Stephen Maturin – Multicultural Catalan

He had come to The University well prepared as a graduate of the Dublin School of Medicine.

His Irish father and Catalan mother had died when he was young, and he had been raised by his godfather at the family estate in the Province of Lérida, in Catalonia.


For him, the Revolution was exhilarating.

July 1789 was a chaotic month to be a student in Paris, yet Don Esteban Maturin y Domanova was unperturbed.

But his ardour cooled by 1793, as France under Bonaparte opposed Catalan independence.

That shift and the events of 1800 defined his career.

At a concert in Port Mahon, Minorca, he met Jack Aubrey, a British navy officer, who was in need of a doctor for his ship, the HMS Sophie.

So he signed on, under the shorter name of Stephen Maturin. That began a lasting friendship and long duty with the British navy as well as service on land, where he became a spy for British naval intelligence during the Napoleonic wars.

Though busy doctoring on a ship at war, Maturin pursued other interests.

He became a skilled naturalist and a member of the Royal Society, specialising on the studies of birds, beetles and tortoises. He was an accomplished cellist and often played duets with Aubury, a violinist.

The record of the engagements of the HMS Sophie fill 20 volumes, two made into a film and many detailing action off the coast of what now is the Pyrénées-Orientales.

Likewise, several skirmishes on land were in the Pyrénées-Orientales, as when Aubury and Maturin fled French pursuers over the border into Spain at a point about 7 km east of Le Perthus, Aubury disguised in a bearskin.

He even took part in the famous dance of Catalonia, the sardane, when put ashore on the Catalan coast as a spy. ‘”You danced!” says Jack in amazement.’

It’s the stuff of great fiction – which, of course, it is.

Dr.

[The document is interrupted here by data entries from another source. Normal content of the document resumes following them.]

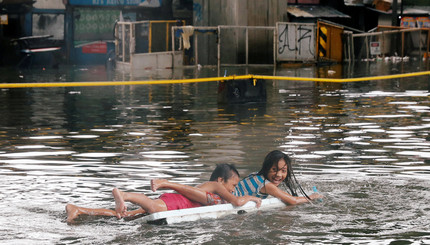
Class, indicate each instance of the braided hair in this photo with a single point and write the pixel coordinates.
(290, 181)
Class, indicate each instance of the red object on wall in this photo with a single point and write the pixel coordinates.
(95, 48)
(304, 1)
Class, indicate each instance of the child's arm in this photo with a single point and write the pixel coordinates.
(273, 190)
(198, 194)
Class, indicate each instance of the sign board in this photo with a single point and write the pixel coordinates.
(375, 48)
(140, 3)
(95, 48)
(295, 41)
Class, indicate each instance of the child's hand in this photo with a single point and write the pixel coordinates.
(315, 196)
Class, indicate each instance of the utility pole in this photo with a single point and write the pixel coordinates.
(394, 18)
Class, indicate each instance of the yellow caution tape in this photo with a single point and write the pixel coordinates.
(210, 79)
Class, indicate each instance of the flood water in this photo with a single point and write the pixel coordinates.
(364, 145)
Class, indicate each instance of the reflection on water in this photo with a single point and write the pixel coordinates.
(365, 145)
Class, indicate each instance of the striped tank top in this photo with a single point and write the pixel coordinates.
(251, 186)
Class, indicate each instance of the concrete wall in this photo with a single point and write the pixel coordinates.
(238, 13)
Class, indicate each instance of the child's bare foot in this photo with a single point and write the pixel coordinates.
(72, 213)
(157, 183)
(120, 207)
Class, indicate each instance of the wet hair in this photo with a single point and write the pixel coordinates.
(225, 171)
(290, 181)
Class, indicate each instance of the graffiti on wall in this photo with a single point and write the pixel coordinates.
(411, 22)
(296, 42)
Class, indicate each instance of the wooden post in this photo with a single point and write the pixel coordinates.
(219, 47)
(196, 51)
(246, 44)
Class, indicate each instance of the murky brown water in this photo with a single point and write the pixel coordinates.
(365, 145)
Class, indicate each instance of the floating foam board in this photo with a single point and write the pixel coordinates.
(208, 212)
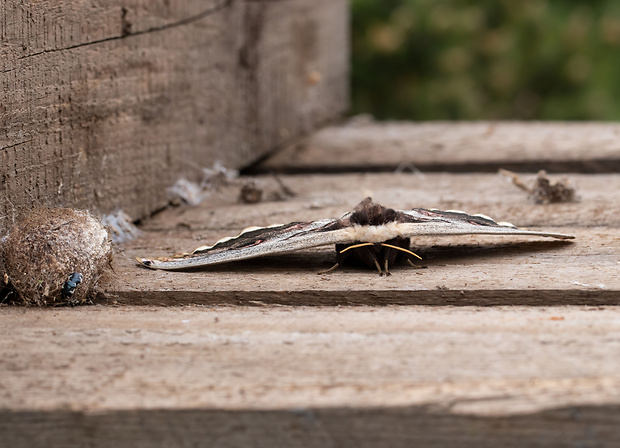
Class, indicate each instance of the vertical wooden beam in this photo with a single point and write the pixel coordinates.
(104, 104)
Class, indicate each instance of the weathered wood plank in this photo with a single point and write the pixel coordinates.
(361, 376)
(105, 105)
(461, 270)
(454, 146)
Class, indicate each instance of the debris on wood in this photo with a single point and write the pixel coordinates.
(217, 177)
(184, 191)
(544, 190)
(121, 227)
(55, 256)
(250, 193)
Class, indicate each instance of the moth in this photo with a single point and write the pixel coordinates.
(373, 234)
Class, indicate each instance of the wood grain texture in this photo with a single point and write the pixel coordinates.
(454, 146)
(469, 270)
(106, 104)
(310, 376)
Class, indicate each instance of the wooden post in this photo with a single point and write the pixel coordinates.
(105, 105)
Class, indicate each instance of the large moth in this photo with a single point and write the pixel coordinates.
(373, 234)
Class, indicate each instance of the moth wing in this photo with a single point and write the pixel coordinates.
(420, 221)
(257, 242)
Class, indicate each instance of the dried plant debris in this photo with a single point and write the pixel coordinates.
(544, 190)
(250, 192)
(121, 227)
(218, 176)
(55, 256)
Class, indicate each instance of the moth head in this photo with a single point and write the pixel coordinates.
(369, 213)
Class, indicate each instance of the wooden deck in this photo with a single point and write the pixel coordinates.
(499, 340)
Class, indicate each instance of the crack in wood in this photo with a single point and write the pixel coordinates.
(126, 29)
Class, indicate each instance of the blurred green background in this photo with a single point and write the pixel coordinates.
(500, 59)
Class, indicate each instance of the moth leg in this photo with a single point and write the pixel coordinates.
(415, 266)
(341, 256)
(373, 257)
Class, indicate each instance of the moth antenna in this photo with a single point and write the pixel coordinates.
(355, 246)
(385, 263)
(378, 267)
(402, 249)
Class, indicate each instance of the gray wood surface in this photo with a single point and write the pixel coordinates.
(106, 104)
(467, 270)
(296, 376)
(454, 146)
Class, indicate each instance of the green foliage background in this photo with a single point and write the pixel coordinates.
(486, 59)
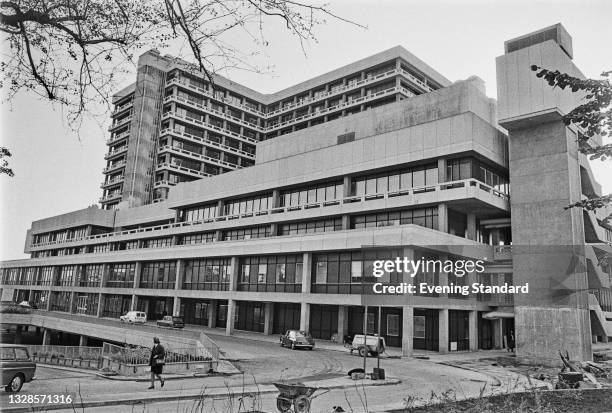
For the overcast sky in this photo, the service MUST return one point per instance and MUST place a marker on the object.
(57, 173)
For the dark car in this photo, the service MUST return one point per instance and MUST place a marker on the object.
(169, 321)
(297, 339)
(16, 367)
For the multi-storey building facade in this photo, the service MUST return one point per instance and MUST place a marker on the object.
(174, 125)
(411, 166)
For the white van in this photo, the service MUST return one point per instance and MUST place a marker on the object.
(134, 317)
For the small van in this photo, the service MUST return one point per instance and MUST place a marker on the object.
(134, 317)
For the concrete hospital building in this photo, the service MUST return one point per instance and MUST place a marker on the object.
(263, 212)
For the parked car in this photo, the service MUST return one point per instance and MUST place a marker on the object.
(16, 367)
(134, 317)
(169, 321)
(369, 345)
(296, 339)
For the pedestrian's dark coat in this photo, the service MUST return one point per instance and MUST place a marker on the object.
(157, 352)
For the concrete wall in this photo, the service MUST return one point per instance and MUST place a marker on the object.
(143, 214)
(453, 121)
(548, 241)
(88, 216)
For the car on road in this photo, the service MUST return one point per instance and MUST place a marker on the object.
(134, 317)
(170, 321)
(297, 339)
(16, 367)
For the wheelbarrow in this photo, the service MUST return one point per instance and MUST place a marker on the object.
(297, 395)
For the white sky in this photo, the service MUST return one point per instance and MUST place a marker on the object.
(56, 173)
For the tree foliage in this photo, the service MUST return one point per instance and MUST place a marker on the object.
(73, 52)
(593, 119)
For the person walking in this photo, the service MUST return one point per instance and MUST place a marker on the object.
(157, 361)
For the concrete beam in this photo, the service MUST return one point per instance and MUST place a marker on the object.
(443, 330)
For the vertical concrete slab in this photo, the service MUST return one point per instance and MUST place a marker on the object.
(212, 314)
(407, 331)
(342, 322)
(473, 330)
(231, 310)
(305, 317)
(268, 318)
(443, 330)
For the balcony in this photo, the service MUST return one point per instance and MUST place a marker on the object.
(178, 168)
(209, 126)
(208, 109)
(114, 167)
(112, 182)
(198, 156)
(120, 123)
(110, 197)
(363, 99)
(122, 108)
(116, 152)
(117, 138)
(206, 142)
(209, 94)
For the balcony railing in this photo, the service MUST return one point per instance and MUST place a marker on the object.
(208, 93)
(212, 111)
(112, 182)
(341, 105)
(117, 151)
(110, 197)
(207, 125)
(198, 156)
(118, 137)
(119, 123)
(207, 142)
(115, 166)
(410, 192)
(179, 168)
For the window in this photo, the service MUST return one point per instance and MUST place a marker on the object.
(418, 327)
(393, 325)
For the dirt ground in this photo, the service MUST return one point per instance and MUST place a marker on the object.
(560, 401)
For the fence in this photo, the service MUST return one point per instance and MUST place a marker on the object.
(140, 355)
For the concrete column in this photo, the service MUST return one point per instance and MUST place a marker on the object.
(346, 186)
(442, 170)
(407, 331)
(275, 199)
(100, 299)
(346, 221)
(268, 318)
(305, 317)
(498, 339)
(306, 272)
(212, 314)
(46, 337)
(443, 330)
(473, 330)
(178, 284)
(342, 322)
(234, 273)
(471, 227)
(442, 218)
(231, 309)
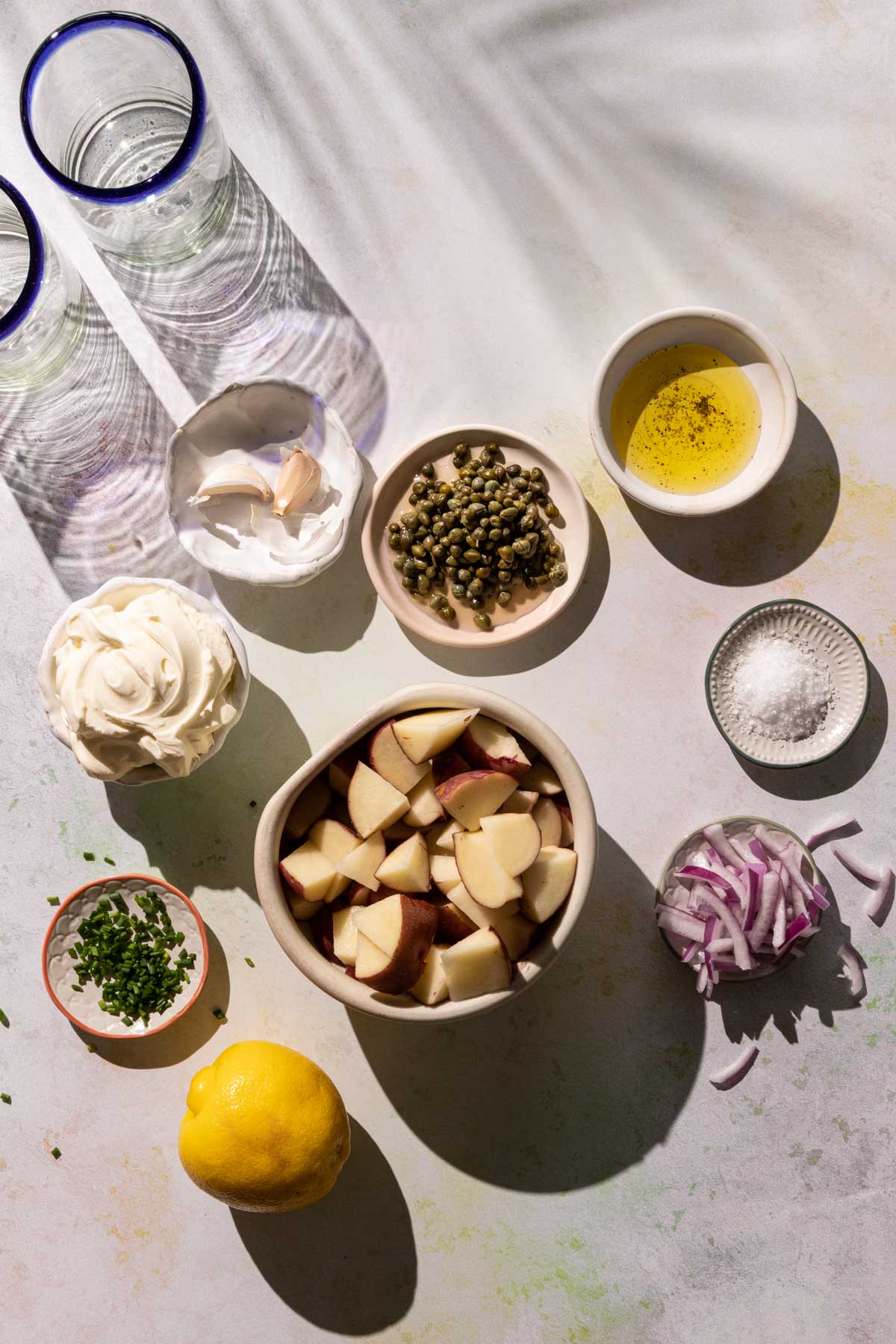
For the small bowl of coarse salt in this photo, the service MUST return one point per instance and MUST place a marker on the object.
(788, 685)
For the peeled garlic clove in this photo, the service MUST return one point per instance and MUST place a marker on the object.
(299, 480)
(233, 479)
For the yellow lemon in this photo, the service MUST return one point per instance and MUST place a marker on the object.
(265, 1129)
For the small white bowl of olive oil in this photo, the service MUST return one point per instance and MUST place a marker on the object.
(692, 411)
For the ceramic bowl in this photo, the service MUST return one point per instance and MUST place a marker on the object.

Maturin, Master and Commander Aubury, the HMS Sophie and all the incidents are accurate though fictional portrayals of early 19th century life on board a British navy warship, from the hand of Patrick O’Brian (1914-2000), who lived in Collioure from 1949 on and wrote many of the Aubury-Maturin sea stories there.

CLICK HERE TO BUY…..

…..THE BOOK
…..THE FILM[

Look out for another work by O’Brian, ‘The Catalans‘ , a novel about a fictitious  regional family with many detailed descriptions  of the vendange, the sardane  and Collioure in the 1950s.

Comments


  1. Maturin may well have been completely fictional, but Captain Jack Aubry’s adventures were to some extent based on the real life exploits of Admiral Thomas Cochrane, 10th Earl of Dundonald and Marquess of Maranhão. He also inspired the novels of Captain Maryatt and CS Forester.

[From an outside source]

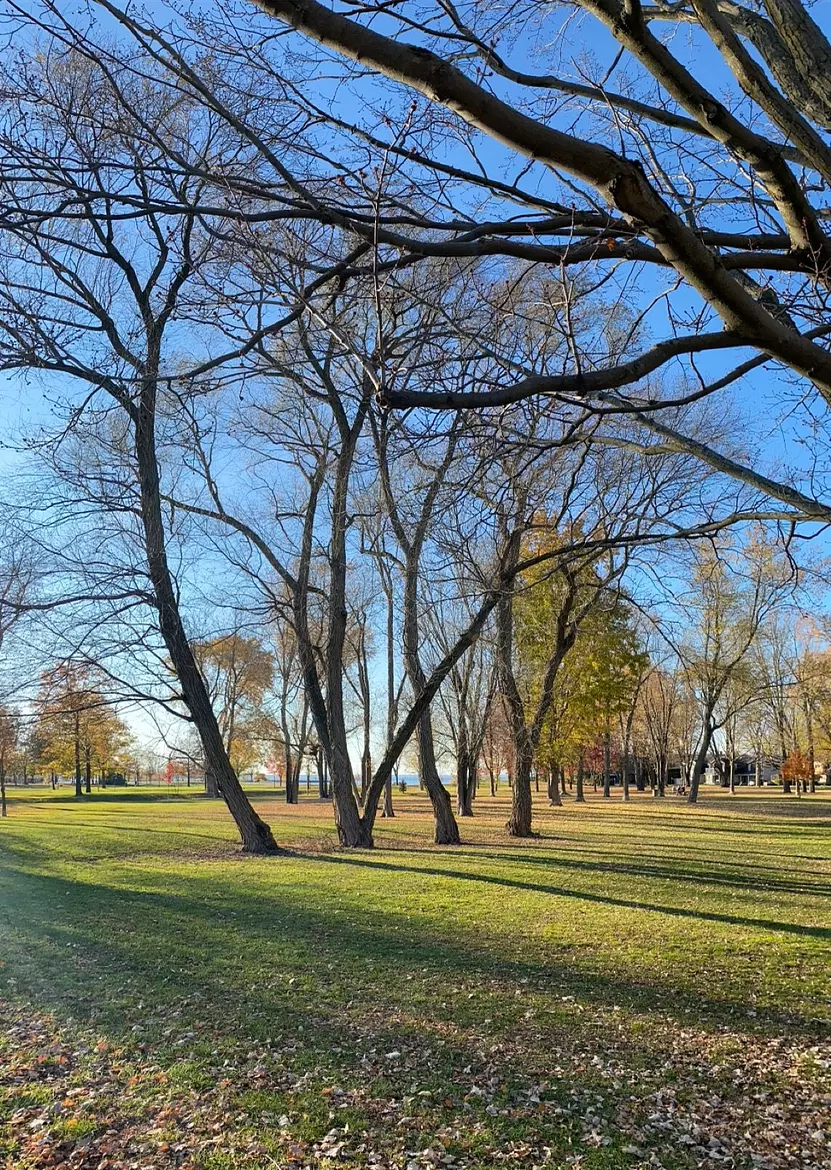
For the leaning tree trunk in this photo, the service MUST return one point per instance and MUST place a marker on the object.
(254, 833)
(700, 763)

    Cochrane was certainly a larger than life character, who allegedly attempted to defraud the stock market by faking Napoleon’s death, and served in other navies around the world – in Chile, where the Chilean navy still have a ship named after him, as well as in Brazil and Greece. He also has a Catalan connection, having helped defend the Castell de la Trinitat at Roses when it was besieged by the French.

    I grew up in Derry, Ireland in the 1950s-1960s and a gentleman named Dickie Cochrane was a prominent businessman there. He was a descendant of Admiral Cochrane, his great grandson, I think, and lived in a large house in Donegal. I accompanied my parents on a visit there once, and was shown his illustrious ancestor’s uniform displayed on a mannequin.

    Dickie Cochrane was himself a bit of a character who gave his shop a makeover on a couple of occasions and invited a celebrity to the Grand Reopening. On one occasion it was Michael Miles, Quiz Inquisitor on Take Your Pick who is now largely forgotten. The one that everyone remembers is the day James Bond came to town. The suave Roger Moore came and officiated at the reopening of Cavendishes, although it was in his pre-Bond days, when he was The Saint, Simon Templar.